Protein aggregation and arsenite toxicity

We recently showed that arsenite-induced protein aggregation is correlated with toxicity of this metalloid (Jacobson et al., 2012), but how these aggregates affected cell viability was not fully elucidated. Here, we examined three mutually non-exclusive models of how aggregation may contribute to arsenite toxicity: (1) by inactivating/depleting individual proteins with protective or detoxification functions, (2) by inactivating/depleting proteins acting in parallel pathways thereby producing a more severe phenotype than expected from inactivation of the corresponding individual proteins (i.e. by synergistic or synthetic effects), and/or (3) by a seeding effect caused by aberrant interactions of the aggregated protein with many other proteins. The overlap between arsenite-aggregated proteins and a set of gene deletions that cause arsenite sensitivity (Thorsen et al., 2009) was poor (p  =  0.8; 106 permutations; Fig. 5D), suggesting that inactivation/depletion of individual protective proteins may not be a major toxicity mechanism. Accordingly, the As- and P-sets are not substantially different from the MS proteome regarding the proportion of essential proteins (supplementary material Table S2).

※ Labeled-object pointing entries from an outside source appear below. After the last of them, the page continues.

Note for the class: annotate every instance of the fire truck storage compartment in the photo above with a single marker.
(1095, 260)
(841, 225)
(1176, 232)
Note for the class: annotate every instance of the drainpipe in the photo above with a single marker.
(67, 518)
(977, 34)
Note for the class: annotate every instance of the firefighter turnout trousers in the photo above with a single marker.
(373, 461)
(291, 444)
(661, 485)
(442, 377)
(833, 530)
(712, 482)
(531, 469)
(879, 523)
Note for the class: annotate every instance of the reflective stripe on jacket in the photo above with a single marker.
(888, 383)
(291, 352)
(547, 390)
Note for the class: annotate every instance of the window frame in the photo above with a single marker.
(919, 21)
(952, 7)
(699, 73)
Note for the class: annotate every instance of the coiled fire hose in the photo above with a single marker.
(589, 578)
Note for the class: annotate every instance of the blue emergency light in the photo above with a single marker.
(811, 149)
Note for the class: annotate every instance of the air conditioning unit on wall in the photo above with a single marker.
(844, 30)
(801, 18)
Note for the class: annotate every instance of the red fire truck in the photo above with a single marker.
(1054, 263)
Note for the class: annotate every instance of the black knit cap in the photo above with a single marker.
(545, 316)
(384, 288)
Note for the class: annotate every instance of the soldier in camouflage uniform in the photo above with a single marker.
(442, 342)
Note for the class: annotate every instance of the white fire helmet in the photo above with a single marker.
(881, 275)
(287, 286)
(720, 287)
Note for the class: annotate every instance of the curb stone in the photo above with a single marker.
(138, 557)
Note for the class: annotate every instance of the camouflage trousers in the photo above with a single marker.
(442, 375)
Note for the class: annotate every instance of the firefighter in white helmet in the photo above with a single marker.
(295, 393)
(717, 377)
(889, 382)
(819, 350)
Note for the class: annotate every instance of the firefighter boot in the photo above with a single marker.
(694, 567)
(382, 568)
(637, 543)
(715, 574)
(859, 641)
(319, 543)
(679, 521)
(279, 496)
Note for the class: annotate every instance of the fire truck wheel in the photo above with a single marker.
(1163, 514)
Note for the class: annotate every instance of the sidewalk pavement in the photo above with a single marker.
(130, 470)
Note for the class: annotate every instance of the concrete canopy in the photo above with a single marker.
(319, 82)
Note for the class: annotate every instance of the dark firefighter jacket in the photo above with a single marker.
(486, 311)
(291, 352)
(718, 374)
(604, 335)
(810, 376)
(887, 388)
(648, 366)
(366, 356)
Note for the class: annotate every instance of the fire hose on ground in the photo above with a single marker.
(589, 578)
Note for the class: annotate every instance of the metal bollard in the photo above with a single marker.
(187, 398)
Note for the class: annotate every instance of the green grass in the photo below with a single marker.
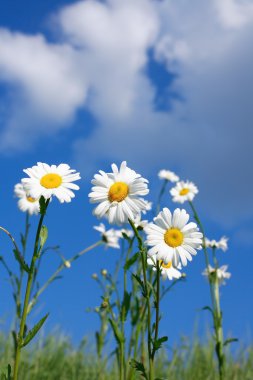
(54, 358)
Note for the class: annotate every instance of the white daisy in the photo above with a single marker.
(168, 175)
(222, 273)
(110, 237)
(46, 181)
(26, 203)
(118, 194)
(183, 191)
(167, 270)
(171, 238)
(221, 244)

To assess the importance of synthetic effects, we evaluated the number of genetic interactions for each protein in the data-sets. The total number of genetic interactions between the As-set or the P-set and the genome was not significantly different from the number of genetic interactions between the MS proteome and the genome (supplementary material Fig. S3A). Likewise, the number of negative genetic or synthetic sick interactions (SSI) between the As-set and the genome was not significantly different from that between the MS proteome and the genome (supplementary material Fig. S3B,C). In contrast, the P-set was enriched for SSI with the genome (median of 8 SSI/protein) compared to that between the MS proteome and the genome (median 3 SSI/protein) (supplementary material Fig. S3B). We next analysed whether deletions that cause arsenite sensitivity could be candidate genes for negative genetic interactions with arsenite-aggregating proteins. However, both As- and P-sets had fewer SSI with genes whose deletion causes arsenite-sensitivity compared to the number of SSI between the MS proteome and the arsenite-sensitive gene deletion mutants (supplementary material Fig. S3B). The genes that show SSI with the As- or P-sets and the arsenite-sensitive gene deletion mutants are enriched for similar functions including protein fate (folding, modification, destination), cell cycle, cellular differentiation and cell fate (Fig. 5E). Taken together, synthetic effects do not appear to be a major contributor to arsenite toxicity.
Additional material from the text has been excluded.